Mantovani agradece o prêmio e discursa: “Tenho a sensação de que esse tipo de reconhecimento unânime se relaciona, inequivocamente, com o declínio de um artista. Esse prêmio revela que minha obra coincide com os gostos e necessidades de júris, especialistas, acadêmicos e reis. Obviamente, eu sou o artista mais cômodo pra vocês. E essa comodidade tem muito pouco a ver com o espírito que uma obra artística deve ter”.

A cena seguinte é a de um flamingo boiando morto num lago. Uma narradora anuncia todos os prêmios que ele ganhou. E depois passa a dizer que suas participações foram canceladas.

Em sua suntuosa casa em Barcelona, Mantovani nega uma sequência de honrosos convites para homenagens, palestras, condecorações. Mas fica balançado com uma cartinha que o convida para retornar a Salas, sua cidade natal, para receber o título de "Cidadão Ilustre".

Mantovani lembra que a única coisa que fez na vida foi escapar da cidade. Há 40 anos que não retorna. "Meus personagens nunca puderam sair e eu nunca pude voltar ".

O contraste da vida de um intocável em Barcelona com o cotidiano provinciano é tratado com muito humor.

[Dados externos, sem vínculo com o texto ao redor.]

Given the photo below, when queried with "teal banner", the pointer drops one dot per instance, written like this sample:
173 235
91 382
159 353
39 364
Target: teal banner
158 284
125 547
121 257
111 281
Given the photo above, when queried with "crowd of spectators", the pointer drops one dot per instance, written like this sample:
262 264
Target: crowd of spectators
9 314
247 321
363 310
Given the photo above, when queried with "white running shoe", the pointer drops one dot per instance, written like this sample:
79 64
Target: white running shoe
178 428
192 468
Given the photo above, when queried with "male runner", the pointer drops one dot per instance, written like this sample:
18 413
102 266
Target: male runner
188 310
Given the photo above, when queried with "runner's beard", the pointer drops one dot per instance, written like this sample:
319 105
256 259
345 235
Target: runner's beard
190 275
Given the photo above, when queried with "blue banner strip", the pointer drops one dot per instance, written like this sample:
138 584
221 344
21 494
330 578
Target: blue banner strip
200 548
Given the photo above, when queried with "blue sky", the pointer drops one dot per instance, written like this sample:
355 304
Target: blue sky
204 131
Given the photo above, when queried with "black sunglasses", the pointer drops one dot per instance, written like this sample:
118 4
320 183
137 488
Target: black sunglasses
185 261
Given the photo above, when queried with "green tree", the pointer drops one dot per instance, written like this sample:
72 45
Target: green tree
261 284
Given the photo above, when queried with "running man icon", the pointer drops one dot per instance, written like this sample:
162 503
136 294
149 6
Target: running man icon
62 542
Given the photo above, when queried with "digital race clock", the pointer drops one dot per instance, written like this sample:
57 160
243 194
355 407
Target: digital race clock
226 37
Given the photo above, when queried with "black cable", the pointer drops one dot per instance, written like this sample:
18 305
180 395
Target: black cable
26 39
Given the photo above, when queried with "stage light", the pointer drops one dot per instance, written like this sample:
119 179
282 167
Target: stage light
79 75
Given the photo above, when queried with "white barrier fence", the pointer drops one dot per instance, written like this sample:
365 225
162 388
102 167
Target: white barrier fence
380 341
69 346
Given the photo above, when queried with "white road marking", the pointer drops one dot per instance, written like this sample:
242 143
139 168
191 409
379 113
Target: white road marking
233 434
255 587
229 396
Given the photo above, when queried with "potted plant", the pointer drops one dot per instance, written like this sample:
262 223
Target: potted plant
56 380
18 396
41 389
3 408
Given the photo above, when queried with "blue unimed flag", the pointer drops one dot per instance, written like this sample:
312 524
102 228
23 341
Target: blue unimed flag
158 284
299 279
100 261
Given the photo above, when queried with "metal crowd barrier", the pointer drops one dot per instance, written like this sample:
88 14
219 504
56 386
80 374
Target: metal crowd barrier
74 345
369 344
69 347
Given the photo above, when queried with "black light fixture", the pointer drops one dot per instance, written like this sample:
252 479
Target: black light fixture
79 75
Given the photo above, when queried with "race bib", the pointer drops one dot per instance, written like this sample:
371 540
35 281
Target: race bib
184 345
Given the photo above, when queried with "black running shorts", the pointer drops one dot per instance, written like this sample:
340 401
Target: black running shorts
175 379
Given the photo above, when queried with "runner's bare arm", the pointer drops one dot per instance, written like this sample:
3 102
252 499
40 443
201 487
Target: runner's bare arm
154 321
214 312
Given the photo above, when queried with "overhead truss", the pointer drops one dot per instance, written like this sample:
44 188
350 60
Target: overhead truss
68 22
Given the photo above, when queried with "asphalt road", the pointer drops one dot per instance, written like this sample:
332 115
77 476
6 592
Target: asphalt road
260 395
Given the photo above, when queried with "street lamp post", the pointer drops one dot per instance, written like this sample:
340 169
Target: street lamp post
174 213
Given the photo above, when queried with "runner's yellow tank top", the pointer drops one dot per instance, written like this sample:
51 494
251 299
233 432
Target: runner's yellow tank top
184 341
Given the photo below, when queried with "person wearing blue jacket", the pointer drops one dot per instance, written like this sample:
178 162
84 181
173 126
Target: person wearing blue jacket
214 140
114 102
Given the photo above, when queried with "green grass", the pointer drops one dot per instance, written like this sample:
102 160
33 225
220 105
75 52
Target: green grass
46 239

Logo ao desembarcar, ainda no estacionamento do aeroporto, Mantovani é recebido por um motorista num carro antigo que pede para ele sentar na frente "porque não tem licença de taxista".

O carro, claro, enguiça. E Mantovani tem que acender uma fogueira no mato usando páginas de seus livros.

Três pessoas comemorando
Oscar Martínez vive um escritor argentino que volta à terra natal em 'O Cidadão Ilustre' - Divulgação

Os papéis de parede, vasos, quadros, cortinas de seu hotel, os personagens e seus figurinos, cada detalhe carrega os contrastes do provincianismo. Mantovani é recebido pelo prefeito e desfila em carro de bombeiro. Concede uma hilária entrevista à TV Cooperativa.

Mas a cordialidade inicial vai se transformando. Os moradores se vêem na narrativa dos livros que levaram Mantovani ao sucesso enquanto elas ficaram esquecidas ali em Salas. Acham, portanto, que Mantovani tem uma dívida com elas. Todos querem um pedaço dele. Favores, problemas mal resolvidos no passado, invejosos, aproveitadores vão brotando a cada esquina.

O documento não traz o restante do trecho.